Adam smiled. “Maybe.”
He closed the door and hurried to the bathroom to answer nature’s call.
“Take new paths and let go of the past?” he repeated. “My prodigious skill at playing the hand I was dealt at birth? Huh! Why didn’t anyone warn me that poets and philosophers were running wild today?”
The headquarters of Homam Enterprises was less than twenty-five blocks from Adam’s loft, so most days he preferred walking there. This might not seem like a big deal, but for someone living in Proxima, the capital of Chiron, avoiding the chaos of rush-hour traffic or the suffocating ride on the metro for who-knows-how-long to get to the office was a blessing.
The grand Proxima, with its colossal skyscrapers, highways, and intricate elevated roads constantly bustling, alongside gardens and pathways that wound through the heights around the buildings, was nearly a living entity that could intimidate anyone.
And if he ever needed a reminder, he only had to look at the faces of drivers stuck at red lights or the people dashing to catch the 11:00 a.m. train because they couldn’t afford to wait for the 11:05.
“Manny, can’t you see it’s just a robot?”
“What does it matter if it’s a robot? It’s programmed to watch over the damn cars, Claudia, and I wanna know where the hell mine is!”
On his walks to and from work, Adam could witness scenes like this too: a middle-aged couple arguing with a parking meter robot, a quirky machine with arms and wheels.
“Mr. Smith, your vehicle has been towed for violating traffic law 451. You will need to go to the…” the robot announced, indifferent to the man’s fury.
Of course, there were also more pleasant encounters.
As he crossed one of the bridges over an avenue, Adam passed a holographic city map reading ‘You Are Here’—just as two young women approached him. Tourists, by the way they dressed and the backpacks they carried.
“Excuse me, could you tell us how to get to the Cyan District? I think we’re lost.”
Adam kindly pointed out the directions on the projection.
The map was a reconstruction of the city, divided into color-coded districts based on the RGB model: three interlocking circles—red at the top, green and blue below—forming new colors at the intersections: yellow, cyan, magenta, with white in the center.
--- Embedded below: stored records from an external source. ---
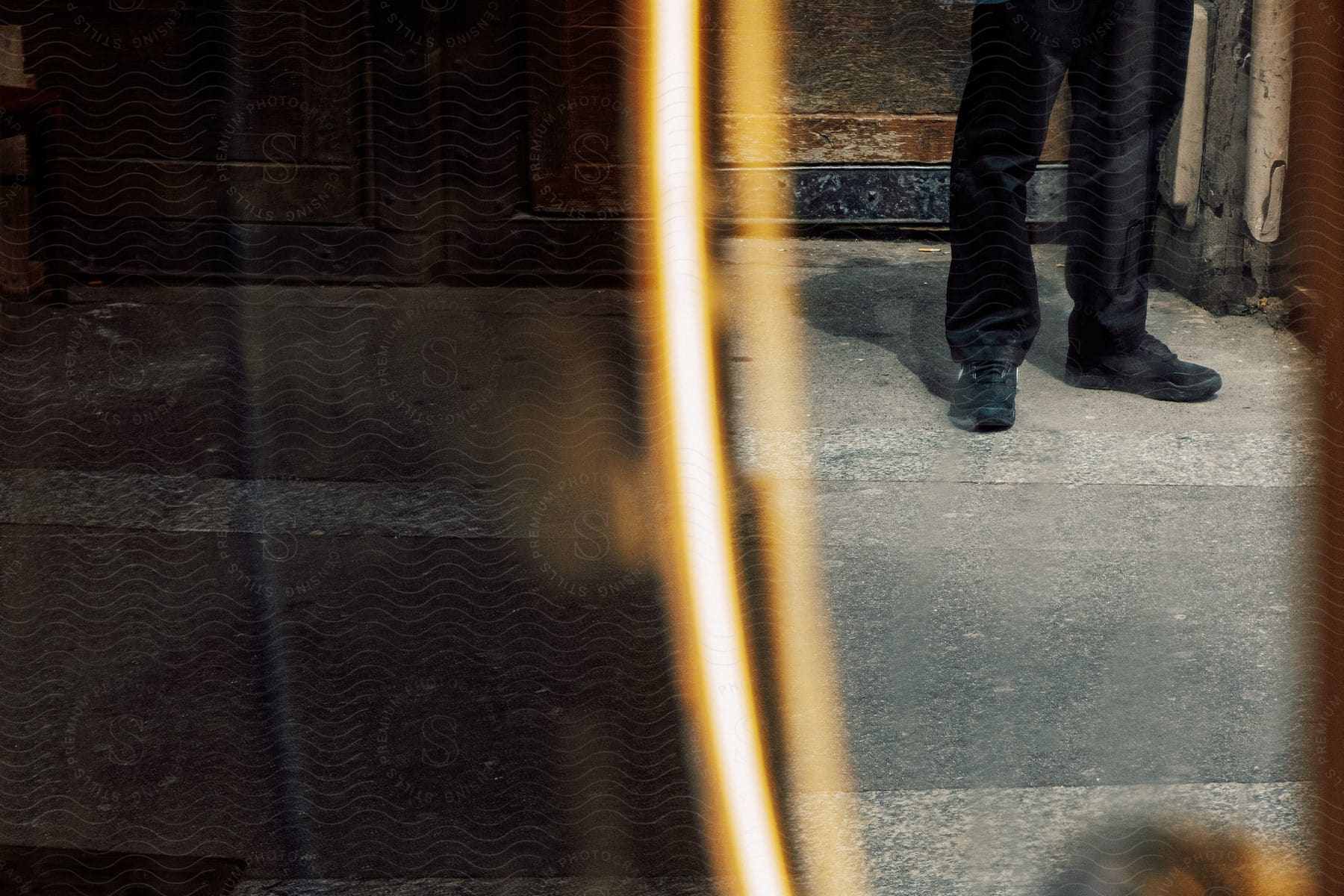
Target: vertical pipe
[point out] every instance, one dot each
(1268, 120)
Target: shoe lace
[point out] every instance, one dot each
(1155, 346)
(991, 370)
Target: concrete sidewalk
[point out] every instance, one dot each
(1092, 615)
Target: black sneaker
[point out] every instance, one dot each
(1151, 370)
(986, 395)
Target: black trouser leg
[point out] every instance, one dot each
(1127, 87)
(1127, 66)
(1019, 53)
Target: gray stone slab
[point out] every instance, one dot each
(1011, 841)
(1218, 521)
(877, 356)
(1026, 454)
(1038, 668)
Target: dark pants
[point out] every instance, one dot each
(1125, 60)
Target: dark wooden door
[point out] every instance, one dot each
(238, 139)
(868, 84)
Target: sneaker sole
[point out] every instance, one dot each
(1157, 391)
(989, 423)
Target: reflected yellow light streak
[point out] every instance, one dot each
(700, 567)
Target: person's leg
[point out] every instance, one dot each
(1127, 82)
(1019, 53)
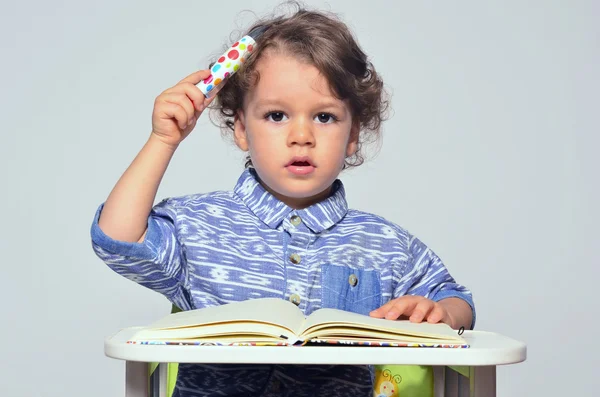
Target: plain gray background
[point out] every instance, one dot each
(489, 157)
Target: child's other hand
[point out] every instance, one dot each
(177, 109)
(415, 308)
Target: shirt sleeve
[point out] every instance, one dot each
(156, 263)
(426, 275)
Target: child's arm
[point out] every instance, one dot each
(125, 213)
(425, 291)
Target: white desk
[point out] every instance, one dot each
(477, 379)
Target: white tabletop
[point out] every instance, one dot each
(487, 348)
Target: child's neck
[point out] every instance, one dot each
(298, 203)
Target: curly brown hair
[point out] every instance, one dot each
(325, 42)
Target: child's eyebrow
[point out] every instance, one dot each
(326, 103)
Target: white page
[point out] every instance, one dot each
(230, 329)
(333, 317)
(267, 310)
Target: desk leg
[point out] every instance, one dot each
(451, 382)
(464, 381)
(136, 379)
(483, 381)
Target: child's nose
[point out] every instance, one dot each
(301, 134)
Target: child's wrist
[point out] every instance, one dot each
(156, 140)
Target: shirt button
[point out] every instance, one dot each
(295, 299)
(295, 258)
(276, 386)
(295, 220)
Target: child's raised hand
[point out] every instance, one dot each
(177, 109)
(415, 308)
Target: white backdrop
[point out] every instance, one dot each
(489, 157)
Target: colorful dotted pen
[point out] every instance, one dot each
(230, 61)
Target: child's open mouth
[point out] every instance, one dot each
(300, 166)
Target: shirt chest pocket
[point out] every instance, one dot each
(354, 290)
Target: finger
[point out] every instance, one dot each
(405, 306)
(436, 315)
(194, 94)
(183, 101)
(175, 112)
(381, 311)
(421, 310)
(196, 77)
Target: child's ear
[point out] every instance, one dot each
(239, 131)
(352, 146)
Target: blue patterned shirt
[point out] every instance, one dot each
(209, 249)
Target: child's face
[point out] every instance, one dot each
(297, 132)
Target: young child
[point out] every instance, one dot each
(301, 106)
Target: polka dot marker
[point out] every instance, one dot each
(227, 64)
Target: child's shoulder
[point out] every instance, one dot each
(190, 201)
(376, 223)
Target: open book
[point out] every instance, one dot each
(276, 322)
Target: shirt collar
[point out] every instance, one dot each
(272, 211)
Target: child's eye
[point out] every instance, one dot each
(325, 118)
(276, 117)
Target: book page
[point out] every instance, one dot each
(319, 321)
(257, 330)
(274, 311)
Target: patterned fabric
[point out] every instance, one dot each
(209, 249)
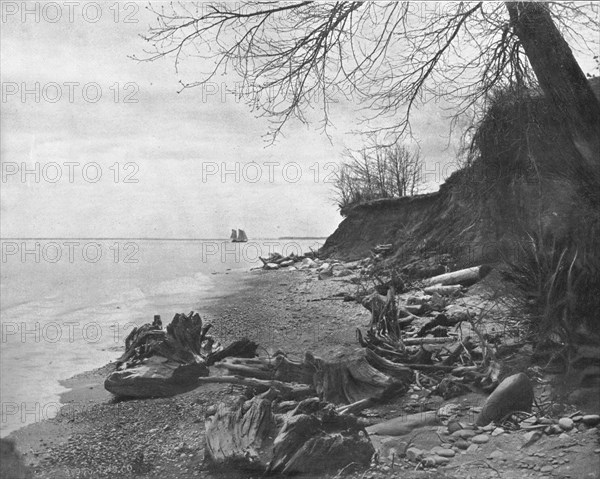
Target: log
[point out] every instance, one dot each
(388, 367)
(421, 341)
(403, 425)
(242, 348)
(310, 440)
(463, 276)
(156, 377)
(344, 380)
(443, 290)
(286, 391)
(161, 362)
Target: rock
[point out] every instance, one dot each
(440, 460)
(566, 423)
(590, 419)
(530, 421)
(11, 464)
(464, 433)
(515, 393)
(447, 410)
(414, 454)
(442, 451)
(342, 273)
(157, 377)
(480, 439)
(308, 263)
(454, 426)
(553, 429)
(462, 444)
(531, 438)
(496, 455)
(472, 448)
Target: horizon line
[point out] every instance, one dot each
(32, 238)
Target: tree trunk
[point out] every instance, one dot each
(560, 78)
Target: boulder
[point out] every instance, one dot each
(307, 263)
(515, 393)
(156, 377)
(271, 266)
(12, 465)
“So, if you take that subway line, you'll get off right at the nature reserve,” he explained. And since he wasn’t about to miss the chance to chat with some pretty girls, he asked, “Hey, where are you from?”
The girls exchanged a laugh. “Was it our accent that gave us away? Or the backpacks?”
“More than that—it was asking me about the map,” Adam chuckled. “A Proxima citizen might not know the name of the neighborhood they’ve lived in their whole life, but they sure know how to get from one color to another.”
“Oh, got it! Yeah, we’re from Lobdell.”
“Lobdell? No kidding! I used to visit Lobdell all the time… back when I worked as a model,” he said. He wasn’t about to pass up the chance to talk to girls—or to brag a little.
“Oooh! Like a runway model? Were you famous?”
“Nah, just a bit…” Adam replied, with a look of fake humility as big as his smile.
Scenes like these were everyday occurrences. He experienced them while walking from his home in the Urie neighborhood on the edge of the Yellow District—a residential area—to his job in the Red District, a bustling zone full of shops and corporate buildings, including Homam Enterprises.